Dank der Hilfe des schlitzohrigen Blaine gelangen die drei naiven Studenten – sie sind alle knapp unter vierzig – wider Erwarten nach Barcelona, und hier zeigt Tusset seine stärksten Seiten. Als Spanier und Katalane kennt er Barcelona natürlich wie seineWestentasche. In messerscharfer Ironie beschreibt er das Barcelona der nächsten Jahrhundertwende als vollständig durchorganisierte Marketingumgebung für „Barca“. Alles ist blau-rot gestreift, von den Gebäuden bis zu den Verkehrsmitteln, und die öffentlich freigehaltenen Gebiete werden weitgehend von „Barca“-Logos dominiert. Daneben gibt es jedoch die alten Stadtteile von Barcelona, wo die Nichtangepassten leben, die keine Chips unter der Haut tragen, keine Unterstützung erhalten und in Dreck, Anarchie und Kriminalität dahinvegetieren. Offensichtlich extrapoliert Tusset hier bereits bestehende Tendenzen ins Endzeitliche, fast Groteske. Die Beschreibung dieser abgetrennten und offiziell aufgegebenen Unterwelt nimmt geradezu apokalyptische Züge an und ist eine der stärksten Passagen dieses Romans.

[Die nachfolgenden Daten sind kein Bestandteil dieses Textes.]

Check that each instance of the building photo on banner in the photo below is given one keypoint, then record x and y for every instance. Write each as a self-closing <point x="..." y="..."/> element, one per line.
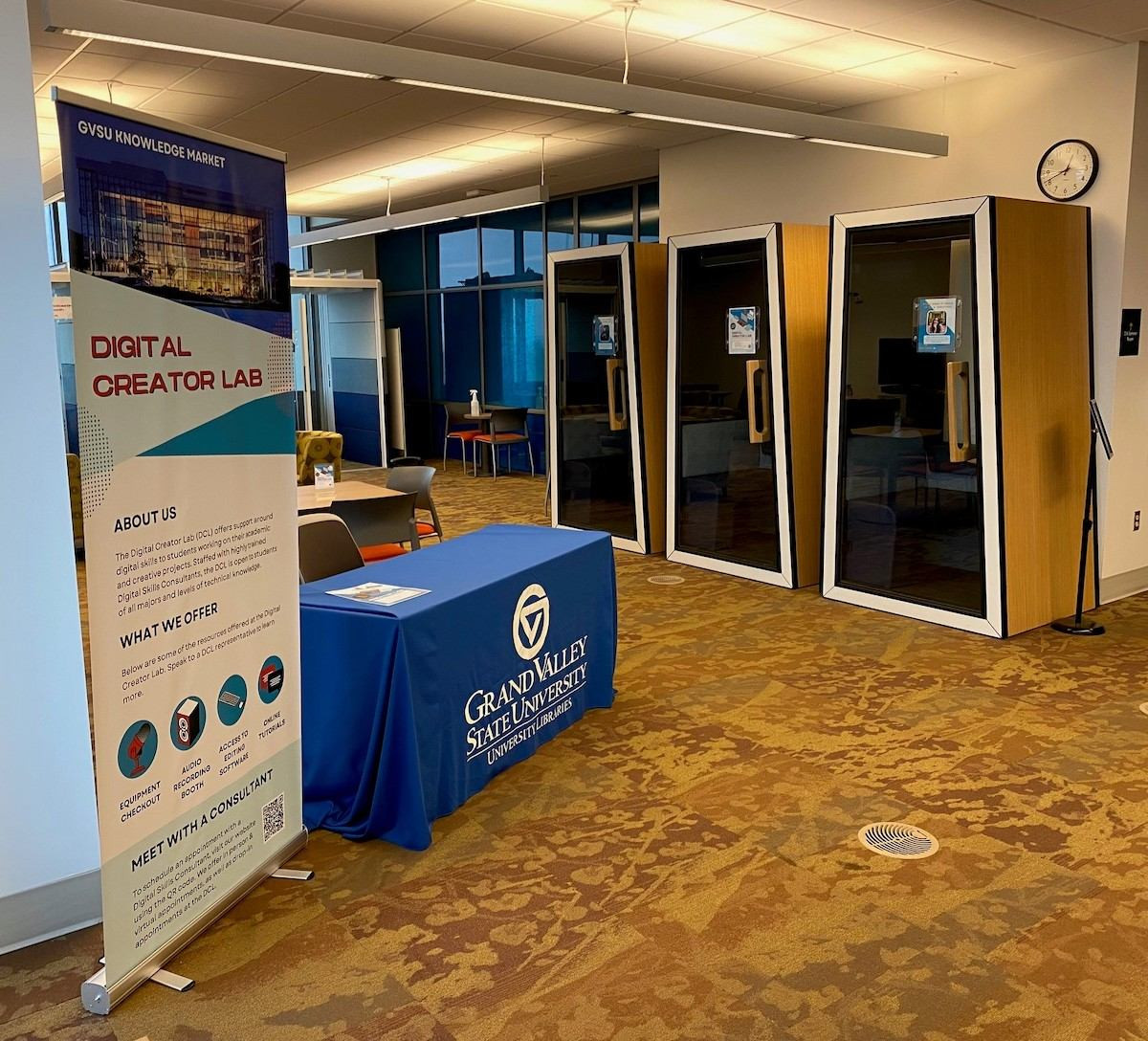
<point x="574" y="520"/>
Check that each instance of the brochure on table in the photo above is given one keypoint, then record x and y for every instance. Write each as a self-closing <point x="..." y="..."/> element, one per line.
<point x="185" y="386"/>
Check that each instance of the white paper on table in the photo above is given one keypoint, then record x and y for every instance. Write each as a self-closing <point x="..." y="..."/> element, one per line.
<point x="376" y="592"/>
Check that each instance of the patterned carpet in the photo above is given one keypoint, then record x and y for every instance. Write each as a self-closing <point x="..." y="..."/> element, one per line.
<point x="686" y="866"/>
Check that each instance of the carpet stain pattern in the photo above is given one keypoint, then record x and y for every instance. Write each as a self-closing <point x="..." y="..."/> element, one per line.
<point x="686" y="866"/>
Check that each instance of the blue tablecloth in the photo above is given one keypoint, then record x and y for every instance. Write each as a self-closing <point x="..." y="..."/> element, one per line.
<point x="408" y="709"/>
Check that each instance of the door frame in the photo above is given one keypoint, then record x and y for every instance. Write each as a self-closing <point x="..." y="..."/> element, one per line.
<point x="316" y="286"/>
<point x="980" y="209"/>
<point x="785" y="576"/>
<point x="625" y="252"/>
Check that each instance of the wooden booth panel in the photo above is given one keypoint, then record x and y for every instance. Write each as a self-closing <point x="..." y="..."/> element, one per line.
<point x="805" y="280"/>
<point x="1044" y="349"/>
<point x="650" y="277"/>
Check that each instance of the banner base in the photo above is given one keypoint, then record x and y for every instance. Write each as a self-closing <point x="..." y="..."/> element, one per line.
<point x="101" y="999"/>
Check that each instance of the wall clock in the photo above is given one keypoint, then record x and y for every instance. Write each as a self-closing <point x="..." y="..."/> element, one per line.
<point x="1068" y="170"/>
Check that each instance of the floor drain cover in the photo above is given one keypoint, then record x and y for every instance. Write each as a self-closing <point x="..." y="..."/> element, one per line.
<point x="902" y="841"/>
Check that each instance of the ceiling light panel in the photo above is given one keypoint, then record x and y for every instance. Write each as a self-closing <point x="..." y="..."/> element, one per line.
<point x="767" y="33"/>
<point x="847" y="52"/>
<point x="420" y="167"/>
<point x="677" y="19"/>
<point x="575" y="10"/>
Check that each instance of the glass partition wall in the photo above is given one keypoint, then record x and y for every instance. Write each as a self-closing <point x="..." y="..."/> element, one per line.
<point x="594" y="395"/>
<point x="912" y="504"/>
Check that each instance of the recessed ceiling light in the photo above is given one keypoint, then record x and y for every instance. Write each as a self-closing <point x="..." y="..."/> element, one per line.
<point x="729" y="126"/>
<point x="210" y="53"/>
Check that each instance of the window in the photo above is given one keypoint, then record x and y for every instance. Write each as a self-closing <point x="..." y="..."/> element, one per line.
<point x="561" y="224"/>
<point x="453" y="341"/>
<point x="607" y="217"/>
<point x="400" y="259"/>
<point x="453" y="254"/>
<point x="514" y="335"/>
<point x="512" y="246"/>
<point x="649" y="213"/>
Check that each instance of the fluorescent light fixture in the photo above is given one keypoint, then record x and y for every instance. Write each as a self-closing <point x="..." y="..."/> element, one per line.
<point x="919" y="155"/>
<point x="733" y="128"/>
<point x="443" y="86"/>
<point x="516" y="200"/>
<point x="210" y="53"/>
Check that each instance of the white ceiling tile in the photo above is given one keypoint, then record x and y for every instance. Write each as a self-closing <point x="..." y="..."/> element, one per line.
<point x="155" y="75"/>
<point x="493" y="27"/>
<point x="845" y="52"/>
<point x="247" y="81"/>
<point x="441" y="45"/>
<point x="852" y="13"/>
<point x="767" y="33"/>
<point x="201" y="105"/>
<point x="327" y="27"/>
<point x="758" y="74"/>
<point x="925" y="68"/>
<point x="1109" y="17"/>
<point x="247" y="11"/>
<point x="680" y="18"/>
<point x="839" y="90"/>
<point x="522" y="59"/>
<point x="402" y="15"/>
<point x="591" y="42"/>
<point x="681" y="59"/>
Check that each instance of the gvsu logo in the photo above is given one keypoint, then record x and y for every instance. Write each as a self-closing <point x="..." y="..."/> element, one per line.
<point x="532" y="621"/>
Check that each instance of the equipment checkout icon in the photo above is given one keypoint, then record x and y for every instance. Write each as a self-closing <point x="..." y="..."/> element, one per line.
<point x="532" y="621"/>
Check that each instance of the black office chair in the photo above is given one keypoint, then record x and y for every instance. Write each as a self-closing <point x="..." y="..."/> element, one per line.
<point x="325" y="547"/>
<point x="418" y="478"/>
<point x="380" y="525"/>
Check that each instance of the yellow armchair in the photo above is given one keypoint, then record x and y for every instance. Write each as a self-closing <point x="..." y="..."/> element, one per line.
<point x="314" y="447"/>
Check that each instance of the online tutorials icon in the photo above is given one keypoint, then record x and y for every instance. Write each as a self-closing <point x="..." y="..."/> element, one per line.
<point x="137" y="748"/>
<point x="271" y="679"/>
<point x="532" y="621"/>
<point x="232" y="700"/>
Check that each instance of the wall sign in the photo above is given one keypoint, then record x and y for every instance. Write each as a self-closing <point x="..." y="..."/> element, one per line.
<point x="937" y="323"/>
<point x="1130" y="332"/>
<point x="606" y="335"/>
<point x="741" y="331"/>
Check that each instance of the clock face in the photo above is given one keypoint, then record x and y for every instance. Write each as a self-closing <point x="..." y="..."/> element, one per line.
<point x="1068" y="170"/>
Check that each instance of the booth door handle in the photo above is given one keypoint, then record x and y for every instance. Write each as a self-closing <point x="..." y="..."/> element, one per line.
<point x="617" y="394"/>
<point x="759" y="414"/>
<point x="958" y="392"/>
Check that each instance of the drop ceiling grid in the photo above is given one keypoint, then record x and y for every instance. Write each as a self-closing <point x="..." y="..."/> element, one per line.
<point x="814" y="55"/>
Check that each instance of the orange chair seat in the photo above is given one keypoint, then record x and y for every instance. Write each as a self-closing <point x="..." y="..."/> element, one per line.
<point x="384" y="551"/>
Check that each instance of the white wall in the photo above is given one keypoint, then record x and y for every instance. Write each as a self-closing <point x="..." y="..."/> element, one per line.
<point x="1125" y="550"/>
<point x="47" y="798"/>
<point x="999" y="126"/>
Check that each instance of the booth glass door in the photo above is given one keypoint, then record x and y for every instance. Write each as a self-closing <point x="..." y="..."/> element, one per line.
<point x="911" y="489"/>
<point x="594" y="395"/>
<point x="729" y="495"/>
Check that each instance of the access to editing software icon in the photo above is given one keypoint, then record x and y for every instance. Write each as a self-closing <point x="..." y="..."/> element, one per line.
<point x="271" y="679"/>
<point x="232" y="700"/>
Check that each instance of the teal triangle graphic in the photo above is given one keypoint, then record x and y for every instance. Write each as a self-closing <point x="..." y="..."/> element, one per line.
<point x="263" y="427"/>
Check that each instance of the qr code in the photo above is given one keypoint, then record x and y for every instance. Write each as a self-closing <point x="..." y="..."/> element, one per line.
<point x="274" y="818"/>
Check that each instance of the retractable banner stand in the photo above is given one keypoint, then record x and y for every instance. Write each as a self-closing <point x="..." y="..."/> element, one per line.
<point x="185" y="385"/>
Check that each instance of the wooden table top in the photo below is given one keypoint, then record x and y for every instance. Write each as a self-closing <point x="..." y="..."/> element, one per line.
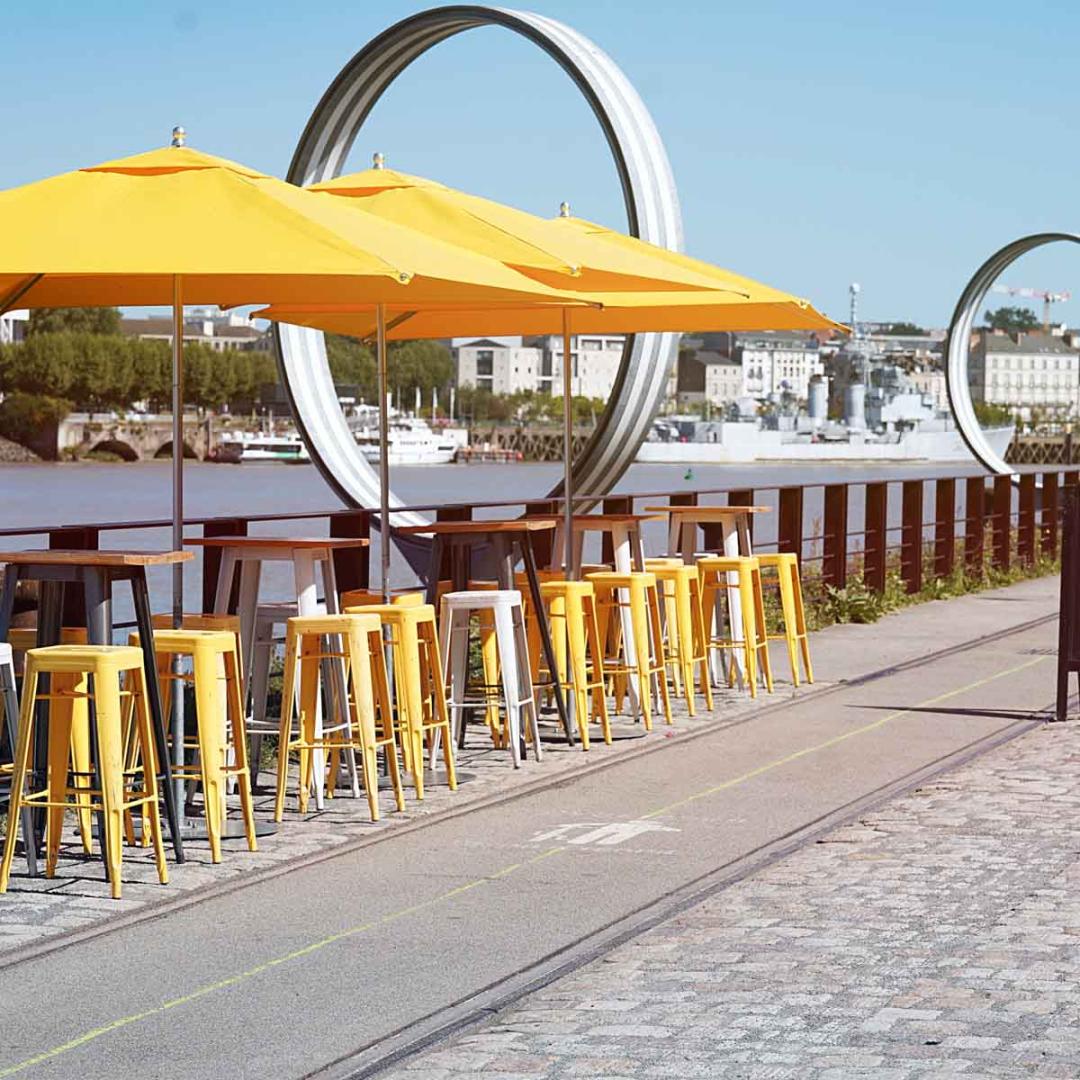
<point x="448" y="528"/>
<point x="586" y="523"/>
<point x="283" y="542"/>
<point x="56" y="556"/>
<point x="711" y="513"/>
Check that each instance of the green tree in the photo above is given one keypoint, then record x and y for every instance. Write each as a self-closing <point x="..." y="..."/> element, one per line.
<point x="1012" y="320"/>
<point x="73" y="320"/>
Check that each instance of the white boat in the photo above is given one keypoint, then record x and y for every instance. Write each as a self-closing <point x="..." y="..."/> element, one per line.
<point x="687" y="440"/>
<point x="413" y="442"/>
<point x="243" y="447"/>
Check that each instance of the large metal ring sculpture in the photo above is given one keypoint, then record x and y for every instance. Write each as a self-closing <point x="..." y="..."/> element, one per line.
<point x="958" y="342"/>
<point x="651" y="207"/>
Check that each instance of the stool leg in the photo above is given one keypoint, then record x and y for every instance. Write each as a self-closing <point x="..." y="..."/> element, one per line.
<point x="639" y="638"/>
<point x="285" y="728"/>
<point x="526" y="692"/>
<point x="747" y="606"/>
<point x="211" y="748"/>
<point x="383" y="710"/>
<point x="241" y="769"/>
<point x="511" y="682"/>
<point x="800" y="620"/>
<point x="575" y="619"/>
<point x="149" y="775"/>
<point x="660" y="662"/>
<point x="701" y="642"/>
<point x="787" y="607"/>
<point x="685" y="639"/>
<point x="16" y="812"/>
<point x="59" y="751"/>
<point x="441" y="717"/>
<point x="363" y="701"/>
<point x="110" y="769"/>
<point x="81" y="765"/>
<point x="310" y="726"/>
<point x="261" y="653"/>
<point x="599" y="698"/>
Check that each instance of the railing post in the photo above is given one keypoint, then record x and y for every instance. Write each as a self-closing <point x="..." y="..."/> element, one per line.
<point x="1025" y="528"/>
<point x="77" y="538"/>
<point x="743" y="497"/>
<point x="834" y="568"/>
<point x="875" y="536"/>
<point x="1001" y="522"/>
<point x="542" y="541"/>
<point x="352" y="565"/>
<point x="790" y="526"/>
<point x="910" y="538"/>
<point x="1049" y="516"/>
<point x="944" y="527"/>
<point x="615" y="504"/>
<point x="974" y="526"/>
<point x="212" y="558"/>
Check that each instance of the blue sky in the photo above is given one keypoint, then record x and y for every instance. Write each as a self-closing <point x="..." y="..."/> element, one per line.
<point x="894" y="145"/>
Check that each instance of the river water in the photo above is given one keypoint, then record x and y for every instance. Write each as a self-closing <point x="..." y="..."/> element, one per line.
<point x="42" y="496"/>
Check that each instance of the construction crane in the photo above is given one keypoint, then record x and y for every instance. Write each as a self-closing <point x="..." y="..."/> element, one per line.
<point x="1036" y="294"/>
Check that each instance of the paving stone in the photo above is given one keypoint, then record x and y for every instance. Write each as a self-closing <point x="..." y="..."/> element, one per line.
<point x="937" y="937"/>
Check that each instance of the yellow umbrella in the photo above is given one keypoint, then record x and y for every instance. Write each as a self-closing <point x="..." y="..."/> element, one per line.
<point x="543" y="250"/>
<point x="175" y="226"/>
<point x="734" y="302"/>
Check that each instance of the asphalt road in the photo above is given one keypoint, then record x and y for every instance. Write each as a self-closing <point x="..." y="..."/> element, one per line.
<point x="288" y="975"/>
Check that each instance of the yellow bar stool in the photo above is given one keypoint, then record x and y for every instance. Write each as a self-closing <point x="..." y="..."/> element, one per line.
<point x="353" y="726"/>
<point x="570" y="608"/>
<point x="644" y="662"/>
<point x="220" y="734"/>
<point x="22" y="639"/>
<point x="687" y="643"/>
<point x="786" y="565"/>
<point x="96" y="671"/>
<point x="419" y="692"/>
<point x="746" y="634"/>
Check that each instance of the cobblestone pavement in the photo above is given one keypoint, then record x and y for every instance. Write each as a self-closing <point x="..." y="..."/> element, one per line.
<point x="78" y="896"/>
<point x="934" y="937"/>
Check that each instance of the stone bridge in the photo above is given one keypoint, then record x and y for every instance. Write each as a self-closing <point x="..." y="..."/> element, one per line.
<point x="133" y="439"/>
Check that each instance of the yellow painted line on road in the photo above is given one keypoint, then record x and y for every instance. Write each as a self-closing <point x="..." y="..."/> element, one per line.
<point x="259" y="969"/>
<point x="835" y="741"/>
<point x="322" y="943"/>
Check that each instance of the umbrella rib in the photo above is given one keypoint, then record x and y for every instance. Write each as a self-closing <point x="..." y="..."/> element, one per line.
<point x="18" y="292"/>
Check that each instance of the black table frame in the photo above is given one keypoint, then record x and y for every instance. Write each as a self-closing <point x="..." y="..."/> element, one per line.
<point x="96" y="582"/>
<point x="502" y="541"/>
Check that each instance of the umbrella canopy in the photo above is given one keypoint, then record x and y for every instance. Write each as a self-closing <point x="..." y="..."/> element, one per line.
<point x="120" y="232"/>
<point x="598" y="259"/>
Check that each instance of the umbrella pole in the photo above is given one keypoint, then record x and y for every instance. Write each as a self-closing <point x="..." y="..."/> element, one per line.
<point x="177" y="697"/>
<point x="570" y="570"/>
<point x="380" y="361"/>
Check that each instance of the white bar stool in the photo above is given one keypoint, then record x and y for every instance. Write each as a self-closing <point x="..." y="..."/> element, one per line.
<point x="9" y="703"/>
<point x="513" y="650"/>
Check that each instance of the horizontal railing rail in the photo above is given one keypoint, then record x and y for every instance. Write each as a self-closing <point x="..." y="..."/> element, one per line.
<point x="918" y="525"/>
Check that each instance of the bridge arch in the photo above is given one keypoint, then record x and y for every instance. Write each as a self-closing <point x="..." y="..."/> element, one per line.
<point x="165" y="450"/>
<point x="118" y="446"/>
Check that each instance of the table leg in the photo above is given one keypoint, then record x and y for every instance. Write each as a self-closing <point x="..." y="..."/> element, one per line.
<point x="434" y="569"/>
<point x="545" y="643"/>
<point x="172" y="793"/>
<point x="731" y="549"/>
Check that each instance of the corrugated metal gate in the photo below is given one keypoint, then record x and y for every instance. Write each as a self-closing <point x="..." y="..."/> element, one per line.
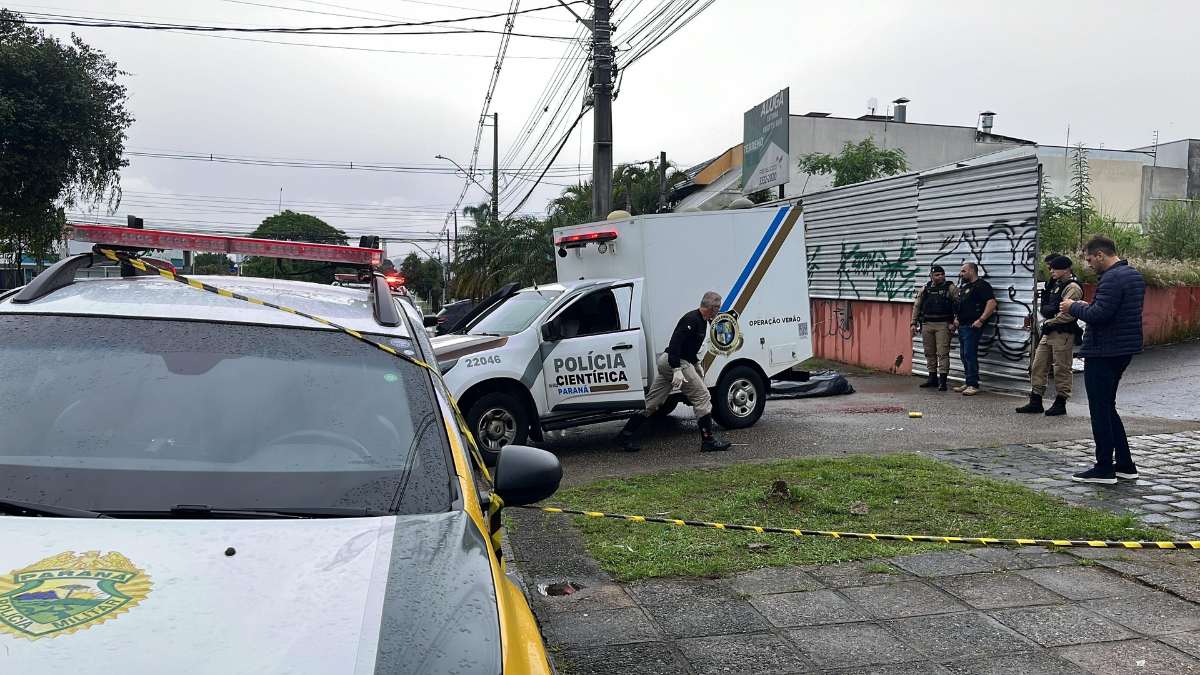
<point x="862" y="240"/>
<point x="988" y="215"/>
<point x="875" y="242"/>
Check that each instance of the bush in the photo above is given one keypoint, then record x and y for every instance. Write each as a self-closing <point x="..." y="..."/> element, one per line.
<point x="1157" y="273"/>
<point x="1174" y="230"/>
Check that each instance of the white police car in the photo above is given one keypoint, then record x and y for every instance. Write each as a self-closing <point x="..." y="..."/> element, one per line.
<point x="195" y="482"/>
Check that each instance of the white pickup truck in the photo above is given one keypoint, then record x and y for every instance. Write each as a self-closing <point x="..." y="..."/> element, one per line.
<point x="582" y="350"/>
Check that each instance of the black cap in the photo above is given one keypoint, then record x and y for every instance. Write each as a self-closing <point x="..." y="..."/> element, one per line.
<point x="1060" y="262"/>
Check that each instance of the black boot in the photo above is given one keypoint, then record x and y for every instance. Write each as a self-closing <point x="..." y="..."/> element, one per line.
<point x="628" y="436"/>
<point x="1059" y="407"/>
<point x="1035" y="404"/>
<point x="708" y="438"/>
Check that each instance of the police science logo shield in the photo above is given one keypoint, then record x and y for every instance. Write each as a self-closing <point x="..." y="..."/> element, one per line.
<point x="725" y="334"/>
<point x="69" y="592"/>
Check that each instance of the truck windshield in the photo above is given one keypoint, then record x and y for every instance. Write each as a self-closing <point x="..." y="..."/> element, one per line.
<point x="515" y="314"/>
<point x="118" y="413"/>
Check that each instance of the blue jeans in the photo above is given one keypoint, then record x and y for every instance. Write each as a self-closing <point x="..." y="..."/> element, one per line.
<point x="1102" y="375"/>
<point x="969" y="353"/>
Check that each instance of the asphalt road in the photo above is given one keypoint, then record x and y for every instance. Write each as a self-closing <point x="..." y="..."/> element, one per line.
<point x="1158" y="395"/>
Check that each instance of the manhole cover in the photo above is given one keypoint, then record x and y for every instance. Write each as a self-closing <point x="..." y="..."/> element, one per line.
<point x="559" y="589"/>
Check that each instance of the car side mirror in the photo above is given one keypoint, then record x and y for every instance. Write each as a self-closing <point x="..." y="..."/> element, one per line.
<point x="525" y="475"/>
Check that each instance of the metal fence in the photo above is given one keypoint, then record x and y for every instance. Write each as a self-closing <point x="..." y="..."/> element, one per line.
<point x="876" y="242"/>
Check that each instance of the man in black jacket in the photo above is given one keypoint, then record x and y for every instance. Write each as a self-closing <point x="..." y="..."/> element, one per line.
<point x="679" y="366"/>
<point x="1113" y="338"/>
<point x="1057" y="342"/>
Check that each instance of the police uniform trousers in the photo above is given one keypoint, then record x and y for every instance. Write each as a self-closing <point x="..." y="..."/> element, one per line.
<point x="936" y="338"/>
<point x="1054" y="348"/>
<point x="693" y="387"/>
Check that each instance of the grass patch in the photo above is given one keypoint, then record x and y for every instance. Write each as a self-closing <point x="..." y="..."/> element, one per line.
<point x="901" y="494"/>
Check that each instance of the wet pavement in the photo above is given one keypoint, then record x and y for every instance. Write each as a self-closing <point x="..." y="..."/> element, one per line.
<point x="1167" y="493"/>
<point x="965" y="611"/>
<point x="951" y="611"/>
<point x="875" y="419"/>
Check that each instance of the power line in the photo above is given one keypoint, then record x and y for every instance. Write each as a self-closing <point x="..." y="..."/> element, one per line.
<point x="346" y="48"/>
<point x="483" y="114"/>
<point x="91" y="22"/>
<point x="433" y="169"/>
<point x="559" y="149"/>
<point x="318" y="30"/>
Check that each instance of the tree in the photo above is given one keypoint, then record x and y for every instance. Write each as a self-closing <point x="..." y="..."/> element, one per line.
<point x="63" y="124"/>
<point x="1079" y="201"/>
<point x="426" y="278"/>
<point x="492" y="254"/>
<point x="291" y="226"/>
<point x="856" y="163"/>
<point x="211" y="263"/>
<point x="635" y="189"/>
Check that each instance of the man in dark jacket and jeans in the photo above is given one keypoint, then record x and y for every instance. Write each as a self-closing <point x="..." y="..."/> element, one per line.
<point x="1113" y="338"/>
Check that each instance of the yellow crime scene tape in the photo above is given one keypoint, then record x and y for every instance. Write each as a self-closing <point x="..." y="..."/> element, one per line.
<point x="876" y="536"/>
<point x="496" y="505"/>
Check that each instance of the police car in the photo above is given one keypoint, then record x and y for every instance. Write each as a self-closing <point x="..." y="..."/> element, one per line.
<point x="199" y="482"/>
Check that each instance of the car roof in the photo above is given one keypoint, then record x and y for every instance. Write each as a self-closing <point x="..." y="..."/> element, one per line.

Dass die drei Stundenten hier wieder heil herauskommen, haben sie letztlich Rick Blaine zu verdanken und natürlich dem Autor, der die despotische Uni-Rektorin plötzlich vom Saulus zum Paulus werden lässt. Dank des selbstlosen alten Professors, der für diese Aktion natürlich sein abgelebtes Leben dahingibt, läutert sich die Rektorin und nutzt ihrerseits ihre taktische Erfahrung, um die Studenten aus den Klauen des anarchistischen Blutsaugers zu retten.

Fazit: genau das richtige Buch für den Strand, wenn man sowieso ständig von spielenden Kindern und anderen Umständen bei der Lektüre unterbrochen wird, und das am Ende auch noch die Gerechtigkeit auf ganzer Linie siegen lässt. Ob die Handlung immer schlüssig ist, der Plot ausreichend glaubwürdig und repräsentativ ist und ob die zentralen Dialoge ein kontroverses Thema wirklich ausleuchten, spielt dann keine Rolle mehr.

Das Buch „Oxford 7“ ist in der Frankfurter Verlagsanstalt unter der ISBN 978-3-627-00191-9 erschienen, umfasst 285 Seiten und kostet 19,90 €.